DEL BARCO: Flores calls her ofrenda "The Roots Of Our Resistance." From the ceiling, she hung upside-down tree branches to look like roots. Attached to them are yellow and red marigolds that resemble 3D models of the coronavirus and photos of first responders who died of the disease.

FLORES: Those who cannot self-isolate, like these essential workers, they are the backbone of our society.

DEL BARCO: To make the point, she strung together small spinal columns made of coyote bones. She says the altar she made this year hits close to home.

FLORES: Because my husband almost died from the SARS coronavirus. He was in intensive care. And it was incredibly, extraordinarily scary.

DEL BARCO: Flores has another altar at the outdoor Dia de los Muertos commemoration open to the public in downtown LA.

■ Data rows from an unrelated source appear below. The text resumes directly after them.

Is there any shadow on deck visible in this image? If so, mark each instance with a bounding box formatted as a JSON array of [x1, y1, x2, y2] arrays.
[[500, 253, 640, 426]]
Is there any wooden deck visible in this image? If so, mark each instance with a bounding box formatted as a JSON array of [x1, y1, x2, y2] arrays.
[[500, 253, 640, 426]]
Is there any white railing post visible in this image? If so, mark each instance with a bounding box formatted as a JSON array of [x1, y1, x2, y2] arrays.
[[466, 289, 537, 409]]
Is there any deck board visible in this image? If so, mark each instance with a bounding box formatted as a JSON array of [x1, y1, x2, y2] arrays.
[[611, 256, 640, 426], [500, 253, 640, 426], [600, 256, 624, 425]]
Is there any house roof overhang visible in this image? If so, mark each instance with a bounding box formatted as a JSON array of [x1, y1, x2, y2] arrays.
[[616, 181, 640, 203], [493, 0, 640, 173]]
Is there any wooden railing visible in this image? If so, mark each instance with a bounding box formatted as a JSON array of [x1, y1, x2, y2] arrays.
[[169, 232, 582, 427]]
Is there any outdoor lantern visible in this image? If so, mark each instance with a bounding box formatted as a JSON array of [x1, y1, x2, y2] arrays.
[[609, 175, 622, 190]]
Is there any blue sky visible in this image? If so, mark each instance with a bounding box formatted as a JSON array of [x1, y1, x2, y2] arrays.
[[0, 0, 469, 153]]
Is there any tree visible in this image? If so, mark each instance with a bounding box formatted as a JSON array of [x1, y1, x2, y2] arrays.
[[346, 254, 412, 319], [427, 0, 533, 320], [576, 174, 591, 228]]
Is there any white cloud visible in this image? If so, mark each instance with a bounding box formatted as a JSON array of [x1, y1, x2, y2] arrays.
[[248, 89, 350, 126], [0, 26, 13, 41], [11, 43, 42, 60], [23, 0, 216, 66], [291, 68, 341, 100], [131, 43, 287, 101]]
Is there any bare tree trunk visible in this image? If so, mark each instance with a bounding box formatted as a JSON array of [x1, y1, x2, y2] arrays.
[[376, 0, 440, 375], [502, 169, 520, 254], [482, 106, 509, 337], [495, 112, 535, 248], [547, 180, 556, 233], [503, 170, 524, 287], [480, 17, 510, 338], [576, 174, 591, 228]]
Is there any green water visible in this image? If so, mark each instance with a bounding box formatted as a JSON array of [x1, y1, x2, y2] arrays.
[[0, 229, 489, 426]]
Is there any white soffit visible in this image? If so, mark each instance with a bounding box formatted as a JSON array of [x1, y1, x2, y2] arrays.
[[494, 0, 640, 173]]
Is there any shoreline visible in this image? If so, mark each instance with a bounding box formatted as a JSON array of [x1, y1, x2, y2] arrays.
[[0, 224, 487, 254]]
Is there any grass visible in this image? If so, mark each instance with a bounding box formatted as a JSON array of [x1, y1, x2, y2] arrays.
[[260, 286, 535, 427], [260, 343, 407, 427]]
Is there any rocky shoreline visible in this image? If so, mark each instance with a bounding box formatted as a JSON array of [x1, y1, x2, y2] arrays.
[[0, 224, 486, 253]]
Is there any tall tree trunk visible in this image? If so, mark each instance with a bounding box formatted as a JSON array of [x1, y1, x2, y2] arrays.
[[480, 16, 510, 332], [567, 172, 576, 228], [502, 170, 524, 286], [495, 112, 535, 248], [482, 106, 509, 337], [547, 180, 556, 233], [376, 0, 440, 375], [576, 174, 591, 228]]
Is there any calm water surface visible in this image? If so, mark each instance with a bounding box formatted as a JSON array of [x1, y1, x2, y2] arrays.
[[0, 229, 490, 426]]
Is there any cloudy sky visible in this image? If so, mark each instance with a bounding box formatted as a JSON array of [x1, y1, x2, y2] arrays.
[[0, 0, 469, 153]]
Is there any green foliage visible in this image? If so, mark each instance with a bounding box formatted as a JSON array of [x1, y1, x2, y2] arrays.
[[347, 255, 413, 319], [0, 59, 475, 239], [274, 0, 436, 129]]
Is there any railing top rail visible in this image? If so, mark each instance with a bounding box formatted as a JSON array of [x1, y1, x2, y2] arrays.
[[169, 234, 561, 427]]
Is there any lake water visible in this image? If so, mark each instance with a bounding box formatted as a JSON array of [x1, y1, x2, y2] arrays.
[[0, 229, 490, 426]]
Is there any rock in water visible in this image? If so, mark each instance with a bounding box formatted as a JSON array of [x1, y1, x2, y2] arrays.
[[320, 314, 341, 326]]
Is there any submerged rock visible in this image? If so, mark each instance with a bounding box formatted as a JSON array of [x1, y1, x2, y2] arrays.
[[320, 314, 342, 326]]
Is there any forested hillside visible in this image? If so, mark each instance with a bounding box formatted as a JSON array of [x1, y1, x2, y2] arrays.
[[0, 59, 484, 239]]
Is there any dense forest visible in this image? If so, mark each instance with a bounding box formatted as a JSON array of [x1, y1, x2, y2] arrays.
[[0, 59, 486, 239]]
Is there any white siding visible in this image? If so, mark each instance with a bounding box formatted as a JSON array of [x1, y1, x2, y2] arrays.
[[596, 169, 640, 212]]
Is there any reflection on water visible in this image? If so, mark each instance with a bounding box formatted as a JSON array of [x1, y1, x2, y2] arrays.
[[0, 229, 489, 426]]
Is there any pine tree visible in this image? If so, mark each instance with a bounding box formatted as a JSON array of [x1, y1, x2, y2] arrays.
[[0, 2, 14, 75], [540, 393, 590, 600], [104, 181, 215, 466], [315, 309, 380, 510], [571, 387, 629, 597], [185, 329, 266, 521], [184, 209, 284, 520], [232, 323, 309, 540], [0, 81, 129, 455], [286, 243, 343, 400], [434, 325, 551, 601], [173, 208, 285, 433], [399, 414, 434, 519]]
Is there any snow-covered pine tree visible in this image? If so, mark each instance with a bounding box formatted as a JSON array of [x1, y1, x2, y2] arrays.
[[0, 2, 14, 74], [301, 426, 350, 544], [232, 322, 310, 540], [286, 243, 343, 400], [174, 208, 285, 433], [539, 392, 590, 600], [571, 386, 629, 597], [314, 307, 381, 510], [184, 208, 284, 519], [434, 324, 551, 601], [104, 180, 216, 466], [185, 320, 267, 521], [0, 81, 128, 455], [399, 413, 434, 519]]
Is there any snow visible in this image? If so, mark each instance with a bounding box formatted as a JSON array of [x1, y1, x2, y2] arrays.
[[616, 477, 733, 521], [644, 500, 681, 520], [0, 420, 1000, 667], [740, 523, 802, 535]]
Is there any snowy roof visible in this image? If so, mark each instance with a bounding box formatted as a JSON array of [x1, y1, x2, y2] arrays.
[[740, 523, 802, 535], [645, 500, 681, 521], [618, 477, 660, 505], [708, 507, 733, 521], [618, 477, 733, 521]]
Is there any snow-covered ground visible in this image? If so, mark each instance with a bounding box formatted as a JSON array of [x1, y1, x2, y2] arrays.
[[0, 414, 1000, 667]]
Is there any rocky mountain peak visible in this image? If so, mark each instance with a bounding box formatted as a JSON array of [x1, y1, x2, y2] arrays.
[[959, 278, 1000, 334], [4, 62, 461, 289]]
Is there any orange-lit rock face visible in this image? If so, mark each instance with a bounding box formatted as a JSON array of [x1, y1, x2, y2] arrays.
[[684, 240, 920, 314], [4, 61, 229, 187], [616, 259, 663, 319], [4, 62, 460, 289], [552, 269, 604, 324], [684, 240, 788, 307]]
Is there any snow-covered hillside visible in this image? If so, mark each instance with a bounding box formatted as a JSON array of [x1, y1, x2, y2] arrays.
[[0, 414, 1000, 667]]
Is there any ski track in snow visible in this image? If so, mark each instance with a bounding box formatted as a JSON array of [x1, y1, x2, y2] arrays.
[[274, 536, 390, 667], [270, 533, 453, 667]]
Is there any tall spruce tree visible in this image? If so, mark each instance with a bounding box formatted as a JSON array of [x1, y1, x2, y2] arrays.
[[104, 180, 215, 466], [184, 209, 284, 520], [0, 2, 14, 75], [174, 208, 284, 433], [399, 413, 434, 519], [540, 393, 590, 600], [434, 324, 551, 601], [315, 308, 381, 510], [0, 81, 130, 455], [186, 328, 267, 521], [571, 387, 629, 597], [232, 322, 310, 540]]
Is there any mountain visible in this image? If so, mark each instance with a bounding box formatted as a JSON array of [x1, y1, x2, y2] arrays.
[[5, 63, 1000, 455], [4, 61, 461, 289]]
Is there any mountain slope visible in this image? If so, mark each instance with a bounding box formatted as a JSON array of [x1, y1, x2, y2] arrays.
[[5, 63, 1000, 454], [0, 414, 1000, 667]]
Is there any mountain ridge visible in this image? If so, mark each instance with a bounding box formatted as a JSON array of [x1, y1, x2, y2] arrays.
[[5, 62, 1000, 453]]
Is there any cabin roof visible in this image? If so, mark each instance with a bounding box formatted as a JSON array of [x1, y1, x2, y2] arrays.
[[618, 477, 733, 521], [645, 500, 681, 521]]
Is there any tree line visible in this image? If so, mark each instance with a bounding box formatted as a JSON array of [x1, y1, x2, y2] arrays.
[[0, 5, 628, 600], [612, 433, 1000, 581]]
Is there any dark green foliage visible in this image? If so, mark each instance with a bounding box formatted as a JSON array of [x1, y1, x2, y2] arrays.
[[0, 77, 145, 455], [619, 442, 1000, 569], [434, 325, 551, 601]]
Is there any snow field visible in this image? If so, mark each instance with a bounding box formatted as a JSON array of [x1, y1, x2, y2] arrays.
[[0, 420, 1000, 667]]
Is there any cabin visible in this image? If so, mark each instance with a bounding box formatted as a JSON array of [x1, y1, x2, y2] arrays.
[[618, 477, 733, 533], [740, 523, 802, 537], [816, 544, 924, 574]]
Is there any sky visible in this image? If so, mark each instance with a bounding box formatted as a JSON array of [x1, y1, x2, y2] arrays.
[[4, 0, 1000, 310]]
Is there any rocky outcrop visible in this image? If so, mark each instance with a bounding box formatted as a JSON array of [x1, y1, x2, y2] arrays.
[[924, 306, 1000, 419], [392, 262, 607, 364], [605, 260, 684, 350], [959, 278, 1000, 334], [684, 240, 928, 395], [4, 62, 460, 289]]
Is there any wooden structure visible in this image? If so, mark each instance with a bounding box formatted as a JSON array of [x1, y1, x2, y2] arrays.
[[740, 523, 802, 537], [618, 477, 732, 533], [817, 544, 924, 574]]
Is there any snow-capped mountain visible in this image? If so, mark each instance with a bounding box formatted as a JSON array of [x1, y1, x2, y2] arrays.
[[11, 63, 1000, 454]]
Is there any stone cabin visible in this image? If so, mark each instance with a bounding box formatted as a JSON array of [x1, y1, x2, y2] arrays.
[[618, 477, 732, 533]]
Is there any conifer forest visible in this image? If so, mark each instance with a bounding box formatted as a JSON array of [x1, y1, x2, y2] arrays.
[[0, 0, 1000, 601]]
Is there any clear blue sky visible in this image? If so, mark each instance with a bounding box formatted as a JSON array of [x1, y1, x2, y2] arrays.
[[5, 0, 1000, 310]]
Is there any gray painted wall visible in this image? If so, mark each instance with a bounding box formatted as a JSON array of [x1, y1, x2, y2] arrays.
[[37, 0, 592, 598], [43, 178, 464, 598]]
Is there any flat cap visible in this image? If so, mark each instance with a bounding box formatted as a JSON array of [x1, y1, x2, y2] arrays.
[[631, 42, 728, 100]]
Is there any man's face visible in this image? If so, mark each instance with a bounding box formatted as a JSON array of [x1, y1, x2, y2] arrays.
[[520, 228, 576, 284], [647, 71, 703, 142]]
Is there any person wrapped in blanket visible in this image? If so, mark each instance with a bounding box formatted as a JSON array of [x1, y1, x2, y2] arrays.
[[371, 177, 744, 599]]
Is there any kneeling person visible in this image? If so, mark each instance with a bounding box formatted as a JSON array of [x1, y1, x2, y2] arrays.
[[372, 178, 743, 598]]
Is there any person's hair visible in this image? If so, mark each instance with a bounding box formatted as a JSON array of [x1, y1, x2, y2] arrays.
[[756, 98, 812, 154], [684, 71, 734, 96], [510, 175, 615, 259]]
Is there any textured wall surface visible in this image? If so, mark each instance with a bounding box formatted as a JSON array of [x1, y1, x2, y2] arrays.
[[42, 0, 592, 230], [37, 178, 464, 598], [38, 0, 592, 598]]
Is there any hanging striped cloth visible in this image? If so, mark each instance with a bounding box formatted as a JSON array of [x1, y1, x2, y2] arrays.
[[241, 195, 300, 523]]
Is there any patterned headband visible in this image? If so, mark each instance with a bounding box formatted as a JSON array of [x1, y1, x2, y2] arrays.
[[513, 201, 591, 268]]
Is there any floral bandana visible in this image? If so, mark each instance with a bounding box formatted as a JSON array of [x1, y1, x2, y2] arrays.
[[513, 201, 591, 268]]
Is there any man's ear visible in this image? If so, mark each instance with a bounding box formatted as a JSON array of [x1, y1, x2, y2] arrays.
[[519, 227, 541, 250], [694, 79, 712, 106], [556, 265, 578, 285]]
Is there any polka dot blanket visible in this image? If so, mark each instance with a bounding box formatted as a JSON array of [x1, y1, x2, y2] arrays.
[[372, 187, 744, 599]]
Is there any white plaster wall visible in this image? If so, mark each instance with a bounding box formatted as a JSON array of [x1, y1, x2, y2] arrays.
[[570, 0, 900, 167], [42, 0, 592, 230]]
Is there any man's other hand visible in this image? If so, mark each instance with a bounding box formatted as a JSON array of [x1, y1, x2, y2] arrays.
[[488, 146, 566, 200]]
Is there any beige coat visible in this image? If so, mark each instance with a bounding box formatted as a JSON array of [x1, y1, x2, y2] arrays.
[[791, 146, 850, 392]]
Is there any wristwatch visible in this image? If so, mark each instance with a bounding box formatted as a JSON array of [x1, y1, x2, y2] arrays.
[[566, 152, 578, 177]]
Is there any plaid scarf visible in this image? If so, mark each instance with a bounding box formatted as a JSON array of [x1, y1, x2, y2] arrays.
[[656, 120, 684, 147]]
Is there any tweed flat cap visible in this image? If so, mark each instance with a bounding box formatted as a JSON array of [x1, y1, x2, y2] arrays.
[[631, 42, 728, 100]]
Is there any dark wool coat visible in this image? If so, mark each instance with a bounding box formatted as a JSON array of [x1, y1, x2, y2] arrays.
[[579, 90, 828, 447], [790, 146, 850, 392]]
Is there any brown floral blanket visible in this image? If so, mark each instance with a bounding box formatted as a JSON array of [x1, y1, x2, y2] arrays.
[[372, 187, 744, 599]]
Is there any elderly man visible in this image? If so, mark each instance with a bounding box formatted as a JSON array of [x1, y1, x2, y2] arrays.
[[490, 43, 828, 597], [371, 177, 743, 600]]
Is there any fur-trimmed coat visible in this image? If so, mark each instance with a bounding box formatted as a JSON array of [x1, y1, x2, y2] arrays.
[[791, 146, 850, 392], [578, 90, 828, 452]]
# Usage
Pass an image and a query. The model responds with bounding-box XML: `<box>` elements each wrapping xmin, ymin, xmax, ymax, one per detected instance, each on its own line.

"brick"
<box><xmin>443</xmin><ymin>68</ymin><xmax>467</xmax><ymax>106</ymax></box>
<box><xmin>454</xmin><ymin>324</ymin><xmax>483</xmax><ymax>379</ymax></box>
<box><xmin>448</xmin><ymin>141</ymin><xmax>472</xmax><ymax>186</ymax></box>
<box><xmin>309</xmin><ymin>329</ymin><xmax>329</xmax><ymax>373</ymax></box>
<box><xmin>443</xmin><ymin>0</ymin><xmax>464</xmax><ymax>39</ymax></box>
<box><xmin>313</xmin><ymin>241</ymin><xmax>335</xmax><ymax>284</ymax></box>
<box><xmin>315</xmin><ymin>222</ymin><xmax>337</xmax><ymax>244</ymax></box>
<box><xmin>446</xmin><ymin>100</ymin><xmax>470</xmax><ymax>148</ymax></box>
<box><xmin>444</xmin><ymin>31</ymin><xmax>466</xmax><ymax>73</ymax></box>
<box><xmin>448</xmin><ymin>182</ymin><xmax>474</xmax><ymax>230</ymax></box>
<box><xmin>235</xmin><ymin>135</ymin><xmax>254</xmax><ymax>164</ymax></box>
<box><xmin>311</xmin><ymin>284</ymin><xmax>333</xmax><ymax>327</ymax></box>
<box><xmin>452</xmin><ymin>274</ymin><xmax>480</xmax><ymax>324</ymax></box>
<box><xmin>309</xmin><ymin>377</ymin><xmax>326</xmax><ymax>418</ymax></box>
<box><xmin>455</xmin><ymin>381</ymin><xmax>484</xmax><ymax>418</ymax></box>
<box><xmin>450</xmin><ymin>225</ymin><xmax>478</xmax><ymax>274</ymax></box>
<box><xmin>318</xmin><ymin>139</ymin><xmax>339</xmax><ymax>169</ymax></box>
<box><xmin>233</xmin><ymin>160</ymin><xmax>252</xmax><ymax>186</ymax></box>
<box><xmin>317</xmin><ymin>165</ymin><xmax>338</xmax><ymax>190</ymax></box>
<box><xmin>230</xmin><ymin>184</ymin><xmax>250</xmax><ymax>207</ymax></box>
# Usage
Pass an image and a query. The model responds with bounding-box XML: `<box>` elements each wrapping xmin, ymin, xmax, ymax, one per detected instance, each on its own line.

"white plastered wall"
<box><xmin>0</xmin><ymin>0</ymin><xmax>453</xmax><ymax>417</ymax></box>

(SOUNDBITE OF RATTLE SHAKING)

DEL BARCO: Across from city hall at Grand Park, Ofelia Esparza and her family also set up a 20-foot-wide, three-level ofrenda for the community. They blessed it with an eagle feather and a rattle. They burned sage and said aloud the names of people who died this year.

OFELIA ESPARZA: Benjamin Esparza.

DEL BARCO: The ofrenda is decorated with real and handmade paper marigolds and framed photographs of those who have died, including Esparza's beloved family members.

ESPARZA: I just lost my sister and a brother and his wife, one of my nephews. It's a nightmare year.

DEL BARCO: Esparza says COVID-19 took her nephew quickly at the hospital in just two weeks. And safety precautions at nursing homes meant her sister, brother and his wife spent their final days isolated and alone.

ESPARZA: They died without any family member.

DEL BARCO: Ofelia Esparza has lived in East LA all of her 89 years. The former elementary school teacher is a well-known altarista (ph), creating Day of the Dead altars with her children and grandchildren. She says it's one of the traditions her mother brought when she immigrated from Guanajuato, Mexico. Esparza says they always leave mementos at the ofrendas and share family stories so the memories live on.

ESPARZA: You know, just as long as we remember them and we still talk about them, they're still part of our life. They become part of that pantheon of ancestors that I pray to like our guardian angels. And so it's for everyone to contemplate and to remember how, you know, our life is so brief. Make it a beautiful life as much as we can, to love and to respect one another.

DEL BARCO: Esparza says that Dia de los Muertos message is especially poignant this year.

Mandalit del Barco, NPR News, East Los Angeles.